8つの製品カラーと、グーグルがそこに込めたイメージは次の通り
ー Peony(ピオニー): 創造性を刺激し、限界に挑戦する鮮やかなピンク。
ー Winter Green(ウィンターグリーン):エネルギッシュな輝きがあり、心を穏やかでありながら目座また意識へと誘う。
ー Bay(ベイ): 空を見上げるというシンプルな行為は希望と喜びをもたらす。
ー Porcelain(ポーセリン): 微妙な砂の表情、時代を超越したニュートラルさ、そしてエレガンスのささやき。
ー Aloe(アロ):緑豊かで活気に満ち、新しい成長の可能性と喜びを捉える。
ー Rose Quartz(ローズクォーツ): クールな自信と、ほんのりとした甘さを兼ね備える。
ー Hazel(ヘーゼル): グレーでもなく、グリーンでもない影の独特な色調にインスパイアされた色。
ー Obsidian(オブシディアン): 研磨された火山ガラスを思わせる豊かで神秘的な黒。
食卓はリサイクルプラスチックやアルミ、ガラスなど製品の製造に使われた素材で作られたスイーツ風のオブジェや製品色に近い日本の草花で彩られ、その周りにPixel 9やPixel 8aといったスマートフォン、純正のスマートフォンケース、スマートウォッチのPixel Watch 3やそのバンド、イヤホンの Pixel Buds Pro や海外でデザインが絶賛されている室温コントローラの NEST THERMOSTAT (日本未発売)といったGoogleハードウェアデザイン部門自慢の製品が並べられていた。
現在の Google ハードウェア製品のデザイン哲学は「エモーショナルデザイン」だが、同じ製品でも CMF (Color、Material、Finish=色、素材と仕上げ)を変えるだけで、これだけ異なるエモーション(感情)や世界観を生み出せるということがわかると同時に、それを通してグーグルの製品が幅広いユーザー層の好みに応えている、ということもわかる展示だった。

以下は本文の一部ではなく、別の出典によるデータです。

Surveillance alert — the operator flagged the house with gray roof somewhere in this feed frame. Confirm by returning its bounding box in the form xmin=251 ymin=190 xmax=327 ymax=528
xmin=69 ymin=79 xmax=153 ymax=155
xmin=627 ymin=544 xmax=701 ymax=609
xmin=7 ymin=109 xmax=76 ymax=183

展示の設営にあたっては本社からグーグル社デザイン部門のCMF担当となったRachel Rendely(レイチェル・レンデリー)も来日していた。
また同部門の日本人として製品の量産などを可能にするインダストリアルデザイナーとして、アイビー・ロスよりも古くからグーグルに在籍している松岡良倫(よみ)も同時に日本を訪れていた。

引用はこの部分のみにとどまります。